SQLite Functions for Retrieving Sentences and Paragraphs from a Text

As part of my sin eater correspondence debate unproject, one of the things I keep pondering is effective ways of retrieving content from the corpus database for inclusion, or potentially even transclusion, (which is to say, dynamically included content), in the text.

As I seem to be on something of a roll with regards to creating dodgy SQLite functions at the moment (see previous posts), here are a couple of possible queries for extracting sentences and paragraphs.

For the sentence extraction, we can use a spacy pipeline component:

nlp = en_core_web_sm.load()
sentencizer = nlp.add_pipe("sentencizer")

class SQLite_Sentenciser(TableFunction):
    params = ['start', 'end', 'text']
    columns = ['sentence', 'sent_idx']
    name = 'get_sentences'

    def initialize(self, start=None, end=None, text=None):
        doc = nlp( text )
        # Use inclusive bounds; start index: 0
        self._iter = zip(list(doc.sents)[start:end+1], range(start,end+1))

    def iterate(self, idx):
        sentence, sent_idx = next(self._iter)
        return (sentence.text, sent_idx, )

# And register the function
SQLite_Sentenciser.register(db.conn)

Calling this in a query returns sentences:

_q = f"""
SELECT title, s.*
FROM sources_fts, get_sentences(4,5,sources_fts.text) AS s WHERE sources_fts MATCH {db.quote(q)} LIMIT 5 ;
"""
list(db.query(_q))

"""
[{'title': 'ANSWERS.',
  'sentence': 'From goat to dog, and from dog to man, are remarkable bounds; but here is an account of a human "scapegoat" from a trustworthy authority :— "In a certain county in Wales, some years ago when a person died, his friends sent for the \'sin-eater\' of the district, who, for half-a-crown, *took upon himself the sins of the deceased*, by the simple process of eating them.',
  'sent_idx': 4},
 {'title': 'ANSWERS.',
  'sentence': "A loaf of bread was provided, which the 'sin-eater' first placed upon the dead man's chest, then muttered some incantations over it, finally eating it.",
  'sent_idx': 5}]
"""

For the paragraph extraction, we need to create our own function – or crib one!

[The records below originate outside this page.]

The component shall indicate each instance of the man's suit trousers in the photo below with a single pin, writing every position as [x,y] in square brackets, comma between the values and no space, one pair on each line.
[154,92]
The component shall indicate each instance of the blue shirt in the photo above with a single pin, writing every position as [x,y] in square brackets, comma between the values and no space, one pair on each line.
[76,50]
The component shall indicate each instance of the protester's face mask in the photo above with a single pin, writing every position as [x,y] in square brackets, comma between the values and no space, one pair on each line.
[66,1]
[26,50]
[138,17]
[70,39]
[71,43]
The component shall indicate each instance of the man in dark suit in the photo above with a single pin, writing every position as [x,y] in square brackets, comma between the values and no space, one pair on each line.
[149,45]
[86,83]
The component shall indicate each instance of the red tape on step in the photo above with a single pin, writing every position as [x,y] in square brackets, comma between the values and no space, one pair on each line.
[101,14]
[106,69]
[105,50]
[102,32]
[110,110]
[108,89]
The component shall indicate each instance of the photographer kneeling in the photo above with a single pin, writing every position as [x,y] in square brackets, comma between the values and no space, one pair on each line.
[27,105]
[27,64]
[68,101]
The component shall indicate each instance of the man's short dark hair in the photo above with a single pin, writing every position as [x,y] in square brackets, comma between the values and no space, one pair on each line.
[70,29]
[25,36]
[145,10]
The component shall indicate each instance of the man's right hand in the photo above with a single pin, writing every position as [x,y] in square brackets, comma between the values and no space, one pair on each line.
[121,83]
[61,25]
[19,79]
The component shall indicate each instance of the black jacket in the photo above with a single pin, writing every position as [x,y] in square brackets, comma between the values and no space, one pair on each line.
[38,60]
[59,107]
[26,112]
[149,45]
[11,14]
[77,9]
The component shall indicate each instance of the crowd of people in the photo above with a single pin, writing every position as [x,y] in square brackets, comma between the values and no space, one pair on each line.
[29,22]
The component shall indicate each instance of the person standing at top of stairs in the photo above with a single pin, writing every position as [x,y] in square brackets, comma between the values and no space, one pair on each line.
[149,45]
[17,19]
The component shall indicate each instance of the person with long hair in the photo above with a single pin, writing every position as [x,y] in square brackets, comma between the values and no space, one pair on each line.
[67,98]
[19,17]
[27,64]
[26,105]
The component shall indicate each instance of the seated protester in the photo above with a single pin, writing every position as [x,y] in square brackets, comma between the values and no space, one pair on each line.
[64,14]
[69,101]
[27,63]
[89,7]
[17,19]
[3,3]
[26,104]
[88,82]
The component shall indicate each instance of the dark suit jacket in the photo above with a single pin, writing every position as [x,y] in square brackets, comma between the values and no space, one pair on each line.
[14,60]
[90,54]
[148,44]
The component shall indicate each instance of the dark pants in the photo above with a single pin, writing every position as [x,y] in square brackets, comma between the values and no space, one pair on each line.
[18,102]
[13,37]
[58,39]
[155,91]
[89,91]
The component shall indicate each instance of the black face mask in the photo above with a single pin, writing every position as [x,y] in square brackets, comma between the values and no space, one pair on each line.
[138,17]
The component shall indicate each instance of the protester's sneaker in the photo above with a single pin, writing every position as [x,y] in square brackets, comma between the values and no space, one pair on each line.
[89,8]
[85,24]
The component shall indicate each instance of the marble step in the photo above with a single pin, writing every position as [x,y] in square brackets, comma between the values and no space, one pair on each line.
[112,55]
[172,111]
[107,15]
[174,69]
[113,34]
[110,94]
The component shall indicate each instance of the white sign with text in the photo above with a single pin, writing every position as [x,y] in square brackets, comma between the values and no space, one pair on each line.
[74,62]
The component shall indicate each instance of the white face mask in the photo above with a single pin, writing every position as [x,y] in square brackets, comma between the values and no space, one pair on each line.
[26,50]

#https://gist.github.com/wpm/bf1f2301b98a883b50e903bc3cc86439
def paragraphs(document):
    start = 0
    for token in document:
        if token.is_space and token.text.count("\n") > 1:
            yield document[start:token.i]
            start = token.i
    yield document[start:]

# Example usage:
paras  = list(paragraphs(nlp("""This is a sentence. And another.\n\nA new sentence.\n\nA new para.""")))
paras
# For the text: [p.text for p in paras]

"""
[This is a sentence. And another.,
 
 
 A new sentence.,
 
 
 A new para.]
"""

We can then use this function to extract paragraphs, e.g. in this case using the rule that pargraphs are sequences of text separated by more than one end of line character:

class SQLite_Paragraphiser(TableFunction):
    params = ['start', 'end', 'text']
    columns = ['paragraph', 'para_idx']
    name = 'get_paragraphs'

    def initialize(self, start=None, end=None, text=None):
        doc = nlp( text )
        # Use inclusive bounds; start index: 0
        self._iter = zip(list(paragraphs(doc))[start:end+1], range(start,end+1))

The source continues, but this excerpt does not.